Who are you to wish me happiness?
I'm just, just a humble descriptor.
Continue to write some broken chapters in the most humble way. After crying, my heart seems to be more stubborn than before. Without those gentle and strong backing, I thought it could be a harbor to dock, but in the end, I escaped from me like a plague.
Maybe letting go is the best choice.
Maybe these choices don't really make sense.
Like dew in the morning, it will dry up when the sun rises. Who said anything about realizing all my wishes? I didn't take it as a promise.
I just hope and believe for a long time.
I should feel lost. I don't want to miss appearing in my world.
But I can't stop. Missing is so hard to control. Suddenly look back at the road we have traveled.
Turns out the footprints are so shallow.
Sue's body flows in the center of the city. I don't know where my heart is. I take time to lick the wound you left behind. At the moment you leave, all the senses begin to thin.

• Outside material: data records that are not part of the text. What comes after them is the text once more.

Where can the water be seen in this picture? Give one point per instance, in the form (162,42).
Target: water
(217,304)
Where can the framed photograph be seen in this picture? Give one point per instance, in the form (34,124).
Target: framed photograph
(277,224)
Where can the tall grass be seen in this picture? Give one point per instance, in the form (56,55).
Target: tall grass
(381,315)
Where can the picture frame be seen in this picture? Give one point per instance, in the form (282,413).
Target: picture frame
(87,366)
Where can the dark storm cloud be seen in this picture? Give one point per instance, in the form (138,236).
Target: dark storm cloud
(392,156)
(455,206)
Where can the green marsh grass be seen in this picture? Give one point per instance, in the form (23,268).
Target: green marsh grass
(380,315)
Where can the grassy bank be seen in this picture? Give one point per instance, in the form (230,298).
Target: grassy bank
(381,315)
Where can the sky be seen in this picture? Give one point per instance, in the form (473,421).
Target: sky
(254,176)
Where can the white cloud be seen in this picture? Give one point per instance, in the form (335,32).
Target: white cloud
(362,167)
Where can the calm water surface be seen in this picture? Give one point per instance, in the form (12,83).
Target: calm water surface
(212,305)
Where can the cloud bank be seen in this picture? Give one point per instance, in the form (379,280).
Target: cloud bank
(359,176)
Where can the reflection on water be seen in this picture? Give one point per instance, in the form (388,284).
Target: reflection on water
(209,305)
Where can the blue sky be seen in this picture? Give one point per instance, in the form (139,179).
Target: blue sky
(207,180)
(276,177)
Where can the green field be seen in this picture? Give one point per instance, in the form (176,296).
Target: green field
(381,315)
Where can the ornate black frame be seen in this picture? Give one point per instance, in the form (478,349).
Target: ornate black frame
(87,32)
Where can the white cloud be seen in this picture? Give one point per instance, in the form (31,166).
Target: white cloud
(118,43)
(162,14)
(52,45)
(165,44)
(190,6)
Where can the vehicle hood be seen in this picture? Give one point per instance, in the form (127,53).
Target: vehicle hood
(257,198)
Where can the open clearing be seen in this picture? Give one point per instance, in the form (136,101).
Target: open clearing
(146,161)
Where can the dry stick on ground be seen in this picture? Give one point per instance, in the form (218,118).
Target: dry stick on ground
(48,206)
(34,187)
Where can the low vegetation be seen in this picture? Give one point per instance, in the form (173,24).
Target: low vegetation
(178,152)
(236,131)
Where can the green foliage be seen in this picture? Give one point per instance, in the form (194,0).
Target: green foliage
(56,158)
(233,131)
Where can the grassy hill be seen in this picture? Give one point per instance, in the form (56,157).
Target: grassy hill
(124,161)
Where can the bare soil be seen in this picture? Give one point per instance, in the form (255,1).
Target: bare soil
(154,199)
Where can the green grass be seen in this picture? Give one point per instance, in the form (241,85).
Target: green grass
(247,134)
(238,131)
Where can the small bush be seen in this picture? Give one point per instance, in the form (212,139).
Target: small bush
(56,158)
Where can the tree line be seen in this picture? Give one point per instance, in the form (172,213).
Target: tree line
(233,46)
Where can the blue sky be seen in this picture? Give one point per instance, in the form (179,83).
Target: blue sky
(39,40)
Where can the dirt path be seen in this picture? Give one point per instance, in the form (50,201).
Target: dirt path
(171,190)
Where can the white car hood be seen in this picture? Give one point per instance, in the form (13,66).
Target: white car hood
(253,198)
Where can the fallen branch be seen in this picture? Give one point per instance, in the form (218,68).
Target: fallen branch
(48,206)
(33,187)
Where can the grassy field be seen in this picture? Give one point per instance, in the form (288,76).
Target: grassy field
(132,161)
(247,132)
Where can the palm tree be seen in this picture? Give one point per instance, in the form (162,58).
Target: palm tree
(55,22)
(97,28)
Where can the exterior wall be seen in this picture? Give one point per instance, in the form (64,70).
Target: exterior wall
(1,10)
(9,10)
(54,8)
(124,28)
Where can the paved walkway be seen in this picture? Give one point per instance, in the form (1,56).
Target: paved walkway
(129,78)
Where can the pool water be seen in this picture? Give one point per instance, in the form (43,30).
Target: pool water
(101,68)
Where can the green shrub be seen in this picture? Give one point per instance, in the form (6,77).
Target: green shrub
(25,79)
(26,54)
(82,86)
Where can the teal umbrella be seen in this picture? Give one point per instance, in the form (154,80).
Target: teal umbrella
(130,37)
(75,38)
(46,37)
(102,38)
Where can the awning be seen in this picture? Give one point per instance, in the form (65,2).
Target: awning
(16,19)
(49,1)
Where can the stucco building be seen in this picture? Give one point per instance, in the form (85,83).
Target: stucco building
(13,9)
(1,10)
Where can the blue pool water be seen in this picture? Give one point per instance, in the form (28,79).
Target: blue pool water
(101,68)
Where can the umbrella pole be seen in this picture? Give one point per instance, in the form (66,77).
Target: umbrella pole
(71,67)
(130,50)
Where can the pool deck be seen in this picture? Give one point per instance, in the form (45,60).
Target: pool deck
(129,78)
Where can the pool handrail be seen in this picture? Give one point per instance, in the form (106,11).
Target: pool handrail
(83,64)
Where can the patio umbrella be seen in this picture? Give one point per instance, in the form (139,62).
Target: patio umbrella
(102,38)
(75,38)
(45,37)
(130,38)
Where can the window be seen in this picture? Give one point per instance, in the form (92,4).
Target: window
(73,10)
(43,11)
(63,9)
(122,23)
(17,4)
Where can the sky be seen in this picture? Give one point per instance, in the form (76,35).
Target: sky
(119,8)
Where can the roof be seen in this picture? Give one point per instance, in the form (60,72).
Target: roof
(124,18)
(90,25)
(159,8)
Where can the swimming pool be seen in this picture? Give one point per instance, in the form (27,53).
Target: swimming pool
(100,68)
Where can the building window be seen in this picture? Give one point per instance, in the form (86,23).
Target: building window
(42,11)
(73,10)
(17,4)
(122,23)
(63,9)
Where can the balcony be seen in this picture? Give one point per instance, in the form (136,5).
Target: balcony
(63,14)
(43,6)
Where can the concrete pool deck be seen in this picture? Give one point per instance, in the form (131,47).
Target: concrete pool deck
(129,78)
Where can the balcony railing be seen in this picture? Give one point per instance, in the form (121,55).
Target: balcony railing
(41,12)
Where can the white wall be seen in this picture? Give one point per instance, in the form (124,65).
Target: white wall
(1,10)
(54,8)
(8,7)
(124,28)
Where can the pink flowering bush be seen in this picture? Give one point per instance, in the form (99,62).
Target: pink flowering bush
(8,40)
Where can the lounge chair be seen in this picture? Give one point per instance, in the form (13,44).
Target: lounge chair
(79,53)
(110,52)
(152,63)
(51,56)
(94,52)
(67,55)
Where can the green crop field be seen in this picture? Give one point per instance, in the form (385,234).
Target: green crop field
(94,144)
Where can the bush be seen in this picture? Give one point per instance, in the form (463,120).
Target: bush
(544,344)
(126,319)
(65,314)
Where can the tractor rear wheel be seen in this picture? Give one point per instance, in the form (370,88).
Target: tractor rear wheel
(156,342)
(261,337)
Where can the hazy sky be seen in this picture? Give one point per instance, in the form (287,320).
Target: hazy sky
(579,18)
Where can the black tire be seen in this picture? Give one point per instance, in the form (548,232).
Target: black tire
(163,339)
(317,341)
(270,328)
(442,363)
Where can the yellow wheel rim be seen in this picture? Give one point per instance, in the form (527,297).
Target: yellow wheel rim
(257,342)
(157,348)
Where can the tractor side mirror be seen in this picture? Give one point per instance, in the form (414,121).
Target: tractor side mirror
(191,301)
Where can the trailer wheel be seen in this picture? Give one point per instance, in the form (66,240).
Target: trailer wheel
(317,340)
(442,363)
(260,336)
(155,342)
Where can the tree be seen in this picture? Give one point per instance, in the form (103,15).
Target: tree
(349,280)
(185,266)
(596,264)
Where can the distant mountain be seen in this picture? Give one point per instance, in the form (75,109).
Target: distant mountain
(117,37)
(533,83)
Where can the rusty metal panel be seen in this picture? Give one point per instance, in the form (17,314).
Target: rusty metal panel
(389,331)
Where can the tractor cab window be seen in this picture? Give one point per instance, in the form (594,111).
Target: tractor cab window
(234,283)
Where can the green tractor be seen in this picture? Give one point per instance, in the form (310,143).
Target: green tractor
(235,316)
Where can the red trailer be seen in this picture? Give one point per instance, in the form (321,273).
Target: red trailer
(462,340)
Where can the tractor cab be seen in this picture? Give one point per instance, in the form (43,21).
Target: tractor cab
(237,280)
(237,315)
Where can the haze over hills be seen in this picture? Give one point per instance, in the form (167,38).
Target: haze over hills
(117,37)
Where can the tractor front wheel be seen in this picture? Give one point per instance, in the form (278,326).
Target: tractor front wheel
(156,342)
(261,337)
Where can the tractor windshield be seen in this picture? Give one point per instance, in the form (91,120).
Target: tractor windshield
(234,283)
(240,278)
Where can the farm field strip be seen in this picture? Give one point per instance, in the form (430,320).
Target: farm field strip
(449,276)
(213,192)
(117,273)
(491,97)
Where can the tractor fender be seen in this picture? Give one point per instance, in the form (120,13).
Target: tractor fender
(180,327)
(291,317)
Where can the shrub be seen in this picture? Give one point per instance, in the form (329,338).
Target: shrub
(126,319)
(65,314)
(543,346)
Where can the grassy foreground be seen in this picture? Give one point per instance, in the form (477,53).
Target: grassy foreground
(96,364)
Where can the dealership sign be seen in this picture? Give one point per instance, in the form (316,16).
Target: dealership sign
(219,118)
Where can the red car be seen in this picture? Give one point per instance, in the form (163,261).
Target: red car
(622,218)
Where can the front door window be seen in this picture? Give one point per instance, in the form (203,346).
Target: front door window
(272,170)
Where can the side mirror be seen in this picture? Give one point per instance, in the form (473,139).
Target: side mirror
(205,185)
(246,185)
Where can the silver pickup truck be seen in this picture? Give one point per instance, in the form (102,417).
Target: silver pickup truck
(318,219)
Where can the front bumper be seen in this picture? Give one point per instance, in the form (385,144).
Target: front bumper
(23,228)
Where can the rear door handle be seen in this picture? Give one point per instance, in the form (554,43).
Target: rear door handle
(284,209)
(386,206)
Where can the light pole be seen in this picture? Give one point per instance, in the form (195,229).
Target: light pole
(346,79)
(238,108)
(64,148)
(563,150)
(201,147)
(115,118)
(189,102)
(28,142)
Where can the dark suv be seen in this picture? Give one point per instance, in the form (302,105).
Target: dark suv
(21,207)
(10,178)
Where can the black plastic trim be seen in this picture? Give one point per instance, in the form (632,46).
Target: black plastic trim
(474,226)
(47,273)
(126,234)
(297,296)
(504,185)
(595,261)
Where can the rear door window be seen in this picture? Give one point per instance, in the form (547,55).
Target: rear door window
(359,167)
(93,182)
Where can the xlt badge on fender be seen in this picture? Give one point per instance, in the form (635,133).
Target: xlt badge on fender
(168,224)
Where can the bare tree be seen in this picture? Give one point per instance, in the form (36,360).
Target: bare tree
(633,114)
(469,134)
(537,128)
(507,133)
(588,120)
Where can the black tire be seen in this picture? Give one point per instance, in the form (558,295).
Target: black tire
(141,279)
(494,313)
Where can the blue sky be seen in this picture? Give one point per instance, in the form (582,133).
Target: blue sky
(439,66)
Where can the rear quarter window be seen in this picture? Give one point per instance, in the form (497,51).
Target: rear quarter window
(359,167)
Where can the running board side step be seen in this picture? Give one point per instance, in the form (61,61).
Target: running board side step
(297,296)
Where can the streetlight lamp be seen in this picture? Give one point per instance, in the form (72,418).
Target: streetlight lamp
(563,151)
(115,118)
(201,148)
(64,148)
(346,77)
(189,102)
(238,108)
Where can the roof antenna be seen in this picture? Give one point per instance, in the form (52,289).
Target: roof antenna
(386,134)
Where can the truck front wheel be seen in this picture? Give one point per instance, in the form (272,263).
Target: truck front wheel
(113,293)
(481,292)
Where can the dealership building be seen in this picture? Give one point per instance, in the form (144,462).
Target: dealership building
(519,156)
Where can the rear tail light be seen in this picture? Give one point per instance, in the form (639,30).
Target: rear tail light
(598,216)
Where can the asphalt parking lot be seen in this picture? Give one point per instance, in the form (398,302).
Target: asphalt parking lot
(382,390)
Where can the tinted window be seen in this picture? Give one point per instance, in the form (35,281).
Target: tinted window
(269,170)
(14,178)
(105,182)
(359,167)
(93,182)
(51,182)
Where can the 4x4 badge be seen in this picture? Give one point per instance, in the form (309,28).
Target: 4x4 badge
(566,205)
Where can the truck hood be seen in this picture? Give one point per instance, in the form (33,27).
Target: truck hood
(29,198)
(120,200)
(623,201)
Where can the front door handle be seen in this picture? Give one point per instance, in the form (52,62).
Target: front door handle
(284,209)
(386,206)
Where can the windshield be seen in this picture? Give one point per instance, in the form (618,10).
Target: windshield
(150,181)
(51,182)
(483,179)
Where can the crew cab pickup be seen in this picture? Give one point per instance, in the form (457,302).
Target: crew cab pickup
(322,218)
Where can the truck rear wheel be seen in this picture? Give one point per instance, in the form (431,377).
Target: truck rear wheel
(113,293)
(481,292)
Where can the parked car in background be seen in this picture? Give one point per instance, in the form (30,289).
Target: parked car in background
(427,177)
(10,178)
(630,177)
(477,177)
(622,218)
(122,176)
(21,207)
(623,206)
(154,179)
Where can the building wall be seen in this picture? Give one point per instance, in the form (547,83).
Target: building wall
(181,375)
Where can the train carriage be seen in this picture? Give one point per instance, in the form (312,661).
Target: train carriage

I thought I gave up my feelings. It never occurred to me that everything about you in my life has become an indelible mark.
9 people are always selfish. The person I try to forget wants him to remember me. But life is so unreasonable. When I was stubborn, he had forgotten me completely, so thoroughly. 10 your words put all my fantasies and dreams. Falling from the sky. No pain, really no pain, just a cold heart. You made so many assumptions. Made up so many futures. It flew at once. Your heart is not hurting, is it? You said you gave it. You paid. Do you know someone who has broken his heart for you? You just don't know. You can never use the past to plan the future. We can never plan the future according to the past. 12 together for a long time.
We don't like counting the days for a long time.
I only know that I complain about being unhappy with each other every day, and many things are unhappy with you.
I only secretly wipe my tears. You don't know anything. 13 parting, I hate parting, I hate parting.
Maybe they want to stay, but they can't It all happened so suddenly that they agreed not to cry, but in the end no one cried.
14 What should I do to let go except give up or not?
I miss you. Although we have only been apart for a few hours, I miss you very much.
I hope you can have a better life there than me. 15 is like/1 to you.
Please tell me you still love me.
I want to forget, but I can't forget in the end. 16 I am still depressed after a short separation. I think I'm tired.
17 Afraid of being displaced, afraid of 1 person, because there is no one to rely on and never feel safe.
If I can't give you happiness. you stay away from me , please. 19 If your happiness is in a place without me. you stay away from me , please.
I will look at you with a smile. Watching you live happily.
But please remember. You must make yourself happy. Because that's the loneliness I've always insisted on.